サトウの遺産は、まだ生きている。そしてそれは、帝国の領内にまで根を張っているのだ。


「……ジークフリート様。そのガラクタ、どこで拾いましたの?」


私は冷静を装いながら、彼に歩み寄った。

レオンが即座に私の隣に並び、陛下もまた背後から無言の圧力を放ちながら続く。

三国のトッププレイヤーが、街道の真ん中で対峙する。

新たなクエストの発生だ。


「北の山脈の洞窟さ。君たちが派手に暴れ回ってくれたおかげで、崩落した壁の奥からこいつが顔を出してね」


ジークフリートはニヤリと笑い、プレートを放り投げて寄越した。

レオンがそれを受け止め、私に渡す。

触れた瞬間、指先から微弱な電流のようなものが走った。

まだ生きている。

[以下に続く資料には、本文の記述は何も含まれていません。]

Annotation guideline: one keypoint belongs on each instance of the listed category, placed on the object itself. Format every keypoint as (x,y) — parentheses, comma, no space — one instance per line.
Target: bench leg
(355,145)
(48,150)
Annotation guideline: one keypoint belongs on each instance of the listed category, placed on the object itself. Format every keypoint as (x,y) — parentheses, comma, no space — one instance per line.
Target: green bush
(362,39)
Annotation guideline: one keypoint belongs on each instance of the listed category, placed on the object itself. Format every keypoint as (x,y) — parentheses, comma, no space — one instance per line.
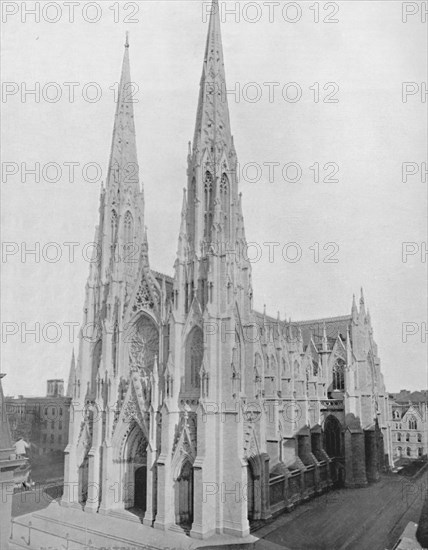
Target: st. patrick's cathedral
(190,409)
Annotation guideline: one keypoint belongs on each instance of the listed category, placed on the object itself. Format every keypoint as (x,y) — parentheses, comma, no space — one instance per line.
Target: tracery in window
(339,375)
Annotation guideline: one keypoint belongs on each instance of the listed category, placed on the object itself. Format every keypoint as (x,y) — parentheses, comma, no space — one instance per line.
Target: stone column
(150,513)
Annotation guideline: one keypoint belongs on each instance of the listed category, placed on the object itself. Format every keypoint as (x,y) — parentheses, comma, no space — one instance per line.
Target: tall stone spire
(212,182)
(122,225)
(123,165)
(212,128)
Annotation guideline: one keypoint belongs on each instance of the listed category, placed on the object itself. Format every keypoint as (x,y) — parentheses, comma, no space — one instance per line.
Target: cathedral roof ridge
(323,320)
(168,278)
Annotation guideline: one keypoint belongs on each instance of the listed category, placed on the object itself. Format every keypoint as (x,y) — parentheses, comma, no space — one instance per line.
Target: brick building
(408,424)
(41,421)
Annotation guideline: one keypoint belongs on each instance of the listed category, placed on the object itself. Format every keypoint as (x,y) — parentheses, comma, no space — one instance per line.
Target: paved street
(351,519)
(26,502)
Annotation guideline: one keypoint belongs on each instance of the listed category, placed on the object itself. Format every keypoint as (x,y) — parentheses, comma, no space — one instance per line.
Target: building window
(413,425)
(194,356)
(339,375)
(208,204)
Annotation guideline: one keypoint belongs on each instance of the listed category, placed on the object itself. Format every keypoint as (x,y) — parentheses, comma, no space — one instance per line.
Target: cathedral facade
(191,410)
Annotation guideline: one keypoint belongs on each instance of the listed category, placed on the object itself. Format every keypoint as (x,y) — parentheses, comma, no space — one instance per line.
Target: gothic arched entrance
(83,480)
(140,488)
(250,493)
(184,496)
(333,437)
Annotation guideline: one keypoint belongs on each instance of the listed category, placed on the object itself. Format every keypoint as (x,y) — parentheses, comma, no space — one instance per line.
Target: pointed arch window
(128,229)
(115,347)
(208,204)
(236,365)
(257,374)
(191,204)
(413,425)
(113,225)
(339,375)
(224,197)
(296,369)
(194,356)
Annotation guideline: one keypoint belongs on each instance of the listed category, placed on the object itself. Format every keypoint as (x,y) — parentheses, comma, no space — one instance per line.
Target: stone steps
(56,524)
(52,526)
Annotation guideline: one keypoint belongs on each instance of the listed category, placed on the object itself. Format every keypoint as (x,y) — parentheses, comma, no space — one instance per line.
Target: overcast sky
(361,60)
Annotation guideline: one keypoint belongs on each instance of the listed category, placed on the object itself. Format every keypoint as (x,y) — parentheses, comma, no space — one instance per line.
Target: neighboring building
(188,394)
(41,421)
(9,464)
(409,425)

このプレートは、どこかのメインシステムとリンクしている。


「アクセス解析、開始」


私は小声で呟き、スキルを発動させた。

プレートを通じて、情報のラインを逆探知する。

データが奔流となって流れ込んでくる。

座標特定。

場所は……王都の地下?

いいえ、違う。もっと深く、もっと根源的な場所。


「……見つけましたわ」


私は顔を上げ、王都の方角を見据えた。

その瞳には、次なる戦場がはっきりと映っていた。


「レオン、陛下。急いで戻りますよ。本当の『大掃除』は、これからです」


私の言葉に、二人の英雄は力強く頷いた。

ジークフリートもまた、楽しそうに肩をすくめる。


「おや、私も混ぜてくれるかい? 退屈凌ぎにはなりそうだ」


「働いてくださるなら歓迎しますわ。ただし、私の指示には絶対服従でお願いしますね」


私は不敵に微笑み、再び馬車へと乗り込んだ。

休んでいる暇はない。

この世界に残された最大のゴミ屋敷――メインサーバー室への扉が、今まさに開かれようとしているのだから。